Thomas Winding, you will be missed

Not so long ago, Danish author Thomas Winding died, 71 years old.

Thomas was famous for writing a lot of books for children, but even more for reading his stories aloud on the radio. He had a deep, calm voice that was known and loved by all Danish children when I was a child.

The death of Thomas Winding seems to have led to a feeling of "mass nostalgia" in my generation. A Facebook group has been created, and the media has written a lot about how everyone will sorely miss the "soundtrack of their childhood".

This made me think. I'm 33 years old now, and I don't think I have heard the voice of Thomas Winding for almost a decade.

Still, his death is kind of a painful event for me. Of course, I will not miss him as such, but he was a very happy memory of my childhood. So losing him is yet another reminder that I am no longer, and will never again be, a happy and carefree child.

It seems bizarre to feel so sad about the death of a person I didn't even know, and haven't thought about for years. But luckily, I'm not alone, and there is a word for this feeling: Nostalgia.

Feeling nostalgic

According to Wikipedia, the word Nostalgia is of greek origin and refers to "the pain a sick person feels because he wishes to return to his native land".

I think this is a beautiful way to describe a feeling that everybody knows, but which is hard to define. The description is absolute nonsense, I know, but so is the feeling itself.

In fact, I find it highly irrational, especially from an evolutionary standpoint. I mean, what is the purpose of an individual wanting to "return to his home land"? On the surface, it seems regressive and foolish.

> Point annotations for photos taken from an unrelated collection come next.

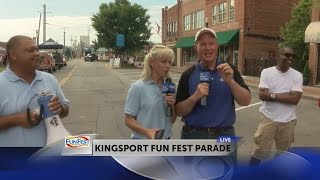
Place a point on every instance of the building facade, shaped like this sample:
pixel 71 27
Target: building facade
pixel 248 30
pixel 313 37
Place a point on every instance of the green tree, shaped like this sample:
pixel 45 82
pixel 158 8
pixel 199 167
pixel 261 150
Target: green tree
pixel 293 32
pixel 125 18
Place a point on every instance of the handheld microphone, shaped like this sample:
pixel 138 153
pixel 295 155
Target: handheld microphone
pixel 169 88
pixel 55 129
pixel 204 77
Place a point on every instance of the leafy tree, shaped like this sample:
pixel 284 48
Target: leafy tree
pixel 125 18
pixel 293 32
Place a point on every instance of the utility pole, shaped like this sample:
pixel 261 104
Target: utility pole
pixel 44 22
pixel 64 40
pixel 38 32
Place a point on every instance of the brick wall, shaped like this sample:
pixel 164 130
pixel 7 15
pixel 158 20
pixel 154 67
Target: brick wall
pixel 266 17
pixel 168 16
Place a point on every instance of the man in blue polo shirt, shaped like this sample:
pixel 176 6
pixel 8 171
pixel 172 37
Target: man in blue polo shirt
pixel 224 85
pixel 20 86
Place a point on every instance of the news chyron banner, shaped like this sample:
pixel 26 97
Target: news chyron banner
pixel 87 145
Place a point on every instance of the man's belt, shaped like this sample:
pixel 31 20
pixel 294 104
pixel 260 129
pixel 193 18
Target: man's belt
pixel 209 130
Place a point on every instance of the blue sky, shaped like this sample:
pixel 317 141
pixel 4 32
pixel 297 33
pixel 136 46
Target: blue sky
pixel 22 17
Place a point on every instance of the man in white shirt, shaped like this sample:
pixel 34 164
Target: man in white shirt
pixel 280 91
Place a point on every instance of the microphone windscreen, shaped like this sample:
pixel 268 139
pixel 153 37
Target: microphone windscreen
pixel 169 80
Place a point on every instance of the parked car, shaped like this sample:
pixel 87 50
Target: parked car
pixel 91 57
pixel 64 61
pixel 46 62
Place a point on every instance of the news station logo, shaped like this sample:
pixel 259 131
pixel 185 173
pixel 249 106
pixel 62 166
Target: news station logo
pixel 77 141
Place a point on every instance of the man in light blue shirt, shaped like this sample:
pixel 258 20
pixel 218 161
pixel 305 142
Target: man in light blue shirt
pixel 20 86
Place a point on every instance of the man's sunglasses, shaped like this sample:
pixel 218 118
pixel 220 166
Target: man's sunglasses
pixel 288 55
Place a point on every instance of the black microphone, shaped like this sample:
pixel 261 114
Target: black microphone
pixel 169 89
pixel 204 77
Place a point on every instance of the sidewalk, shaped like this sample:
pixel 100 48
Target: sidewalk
pixel 308 91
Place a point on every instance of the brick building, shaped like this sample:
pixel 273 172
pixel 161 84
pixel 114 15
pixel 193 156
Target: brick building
pixel 313 37
pixel 247 30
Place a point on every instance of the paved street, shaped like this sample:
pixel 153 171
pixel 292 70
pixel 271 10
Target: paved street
pixel 97 95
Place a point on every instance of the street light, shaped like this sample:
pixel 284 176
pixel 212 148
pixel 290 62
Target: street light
pixel 206 20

However, it is hard to believe that any counterproductive sentiment would have been allowed to survive for countless generations to still be present in the human beings of today. There must be some rational purpose to this feeling, but it eludes me.

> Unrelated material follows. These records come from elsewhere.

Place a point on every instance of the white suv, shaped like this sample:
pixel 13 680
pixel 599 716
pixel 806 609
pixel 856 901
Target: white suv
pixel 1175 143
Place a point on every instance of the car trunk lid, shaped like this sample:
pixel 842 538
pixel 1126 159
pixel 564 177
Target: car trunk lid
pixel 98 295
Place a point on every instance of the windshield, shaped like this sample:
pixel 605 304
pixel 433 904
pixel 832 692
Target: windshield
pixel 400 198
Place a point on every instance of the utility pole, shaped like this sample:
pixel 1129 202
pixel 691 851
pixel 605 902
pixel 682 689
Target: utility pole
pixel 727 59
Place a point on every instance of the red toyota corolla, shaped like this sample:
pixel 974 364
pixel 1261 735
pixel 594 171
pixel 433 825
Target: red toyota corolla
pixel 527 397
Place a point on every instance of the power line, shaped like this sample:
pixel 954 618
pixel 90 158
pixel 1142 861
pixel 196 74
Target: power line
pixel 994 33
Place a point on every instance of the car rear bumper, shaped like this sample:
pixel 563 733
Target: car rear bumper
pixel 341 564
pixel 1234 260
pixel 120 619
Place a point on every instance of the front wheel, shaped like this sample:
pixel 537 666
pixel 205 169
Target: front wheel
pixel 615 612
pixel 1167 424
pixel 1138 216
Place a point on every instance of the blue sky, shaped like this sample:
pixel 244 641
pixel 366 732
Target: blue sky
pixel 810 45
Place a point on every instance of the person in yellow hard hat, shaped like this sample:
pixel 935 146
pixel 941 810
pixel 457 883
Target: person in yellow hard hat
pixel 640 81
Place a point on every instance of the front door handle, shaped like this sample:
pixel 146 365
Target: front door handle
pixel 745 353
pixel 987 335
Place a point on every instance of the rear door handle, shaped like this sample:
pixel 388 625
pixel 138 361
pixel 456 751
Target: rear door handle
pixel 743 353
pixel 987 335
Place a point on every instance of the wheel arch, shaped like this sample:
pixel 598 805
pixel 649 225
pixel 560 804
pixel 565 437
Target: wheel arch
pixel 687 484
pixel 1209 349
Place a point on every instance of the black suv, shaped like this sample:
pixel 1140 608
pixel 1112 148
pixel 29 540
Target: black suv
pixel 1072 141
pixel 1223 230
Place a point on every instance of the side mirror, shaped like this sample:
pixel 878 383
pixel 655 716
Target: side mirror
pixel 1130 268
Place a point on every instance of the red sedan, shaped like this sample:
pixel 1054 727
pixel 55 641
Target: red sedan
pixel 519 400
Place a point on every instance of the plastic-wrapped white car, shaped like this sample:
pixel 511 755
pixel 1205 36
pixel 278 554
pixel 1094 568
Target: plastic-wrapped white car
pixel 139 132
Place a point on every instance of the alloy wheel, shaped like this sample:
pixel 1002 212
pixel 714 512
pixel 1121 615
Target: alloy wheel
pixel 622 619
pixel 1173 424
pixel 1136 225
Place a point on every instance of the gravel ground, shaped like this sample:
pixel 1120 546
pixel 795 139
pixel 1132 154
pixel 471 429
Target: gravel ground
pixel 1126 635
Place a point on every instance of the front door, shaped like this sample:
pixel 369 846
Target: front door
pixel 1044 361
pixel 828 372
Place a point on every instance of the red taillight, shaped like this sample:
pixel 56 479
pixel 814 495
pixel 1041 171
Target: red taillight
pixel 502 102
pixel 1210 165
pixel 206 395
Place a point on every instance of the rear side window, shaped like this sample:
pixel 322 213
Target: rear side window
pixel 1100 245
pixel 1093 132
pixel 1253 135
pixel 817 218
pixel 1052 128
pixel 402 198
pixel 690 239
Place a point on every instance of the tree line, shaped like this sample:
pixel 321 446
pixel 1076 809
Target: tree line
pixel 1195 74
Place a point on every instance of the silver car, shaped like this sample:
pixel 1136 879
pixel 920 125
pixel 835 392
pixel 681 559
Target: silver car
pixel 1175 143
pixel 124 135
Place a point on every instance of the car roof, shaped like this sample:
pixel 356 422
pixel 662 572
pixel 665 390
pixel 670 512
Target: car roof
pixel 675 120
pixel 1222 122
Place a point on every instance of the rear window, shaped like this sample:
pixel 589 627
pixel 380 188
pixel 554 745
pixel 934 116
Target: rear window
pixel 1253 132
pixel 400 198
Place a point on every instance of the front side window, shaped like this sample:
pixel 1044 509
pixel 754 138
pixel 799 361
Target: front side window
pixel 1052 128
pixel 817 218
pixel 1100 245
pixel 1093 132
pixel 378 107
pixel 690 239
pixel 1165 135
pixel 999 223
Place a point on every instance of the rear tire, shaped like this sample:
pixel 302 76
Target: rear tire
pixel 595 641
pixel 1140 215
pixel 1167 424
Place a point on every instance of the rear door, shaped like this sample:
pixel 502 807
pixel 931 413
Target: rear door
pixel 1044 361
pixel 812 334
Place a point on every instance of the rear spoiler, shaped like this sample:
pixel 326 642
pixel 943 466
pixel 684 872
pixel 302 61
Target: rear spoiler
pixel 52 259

If anyone out there knows, please drop me a line.

My father

So, having questioned the rationality of feeling nostalic, I want to convince everyone that I am not a robot.

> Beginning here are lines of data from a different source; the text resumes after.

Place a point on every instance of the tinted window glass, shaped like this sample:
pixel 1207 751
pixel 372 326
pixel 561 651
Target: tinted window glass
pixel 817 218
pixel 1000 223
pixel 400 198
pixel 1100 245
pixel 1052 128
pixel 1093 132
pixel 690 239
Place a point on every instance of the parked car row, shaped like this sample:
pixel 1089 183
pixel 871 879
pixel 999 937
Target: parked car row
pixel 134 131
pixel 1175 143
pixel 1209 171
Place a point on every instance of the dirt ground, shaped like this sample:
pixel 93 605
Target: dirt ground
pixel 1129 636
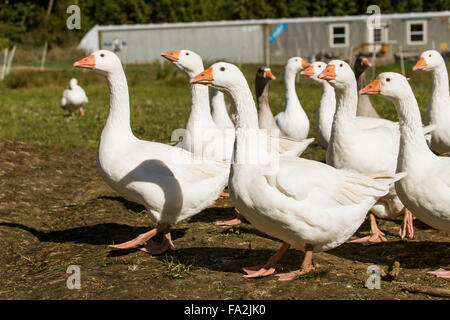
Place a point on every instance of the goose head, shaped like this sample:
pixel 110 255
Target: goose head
pixel 102 61
pixel 390 85
pixel 296 64
pixel 429 60
pixel 264 75
pixel 338 73
pixel 222 76
pixel 185 60
pixel 361 65
pixel 73 83
pixel 314 70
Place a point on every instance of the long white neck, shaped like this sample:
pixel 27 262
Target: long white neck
pixel 218 107
pixel 118 122
pixel 327 108
pixel 291 102
pixel 246 124
pixel 413 147
pixel 439 96
pixel 346 105
pixel 200 109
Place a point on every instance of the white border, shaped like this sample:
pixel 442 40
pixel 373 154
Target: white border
pixel 331 38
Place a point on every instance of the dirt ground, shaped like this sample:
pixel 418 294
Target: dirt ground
pixel 55 211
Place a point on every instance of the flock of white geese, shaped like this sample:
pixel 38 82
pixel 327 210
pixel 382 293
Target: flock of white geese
pixel 373 165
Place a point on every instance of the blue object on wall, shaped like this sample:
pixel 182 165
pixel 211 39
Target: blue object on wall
pixel 277 31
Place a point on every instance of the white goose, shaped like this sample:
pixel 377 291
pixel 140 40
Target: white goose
pixel 327 107
pixel 170 182
pixel 307 204
pixel 202 135
pixel 293 121
pixel 363 150
pixel 219 110
pixel 438 112
pixel 73 98
pixel 426 188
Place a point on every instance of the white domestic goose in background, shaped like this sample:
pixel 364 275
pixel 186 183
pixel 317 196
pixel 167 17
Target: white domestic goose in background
pixel 293 121
pixel 365 107
pixel 219 110
pixel 172 183
pixel 305 203
pixel 73 98
pixel 363 150
pixel 438 112
pixel 202 135
pixel 327 106
pixel 426 188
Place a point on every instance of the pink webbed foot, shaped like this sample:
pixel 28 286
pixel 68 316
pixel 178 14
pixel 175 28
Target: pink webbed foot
pixel 232 222
pixel 442 272
pixel 292 275
pixel 259 272
pixel 407 227
pixel 270 267
pixel 154 248
pixel 376 236
pixel 371 240
pixel 225 194
pixel 305 268
pixel 139 240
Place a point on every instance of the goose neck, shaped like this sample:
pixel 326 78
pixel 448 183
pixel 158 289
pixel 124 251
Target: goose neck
pixel 413 145
pixel 440 81
pixel 118 121
pixel 290 95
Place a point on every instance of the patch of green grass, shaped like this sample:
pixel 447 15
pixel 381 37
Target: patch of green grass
pixel 175 269
pixel 315 274
pixel 117 261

Three years ago, my siblings and I lost our father. He died of cancer, only 55 years old. Needless to say, this was a terrible time for our family. After three years, it is still hard.

But life moves on, and this is how it should be.

However, life paused for a brief moment when I found this picture on my harddisk.

My father was a man of habit. Every day, he would take his dog for a long walk in the forest. Same route every day. Same sticks that had to be thrown into the water at the same spots on the route along the lake, year after year. He once calculated that he had walked more than a thousand miles on this trail, which is only a few miles long.

Our dog, Luna, was a very loving animal, and she absolutely adored my father. She was half Collie, so the herding instinct was very visible in her behavior. I think this is part of the reason that we loved her so much. She always wanted to keep the family together.

The above picture was taken by me. Luna is clearly worried that I have become separated from the leader of the flock, so she looks ahead to assess the risk.

For me, looking at this 5 year old picture simply defines nostalgia. It forces me to forget the present and focus on the past for a while. Never again will I join my father and Luna for that walk, and my home town seems so far away now.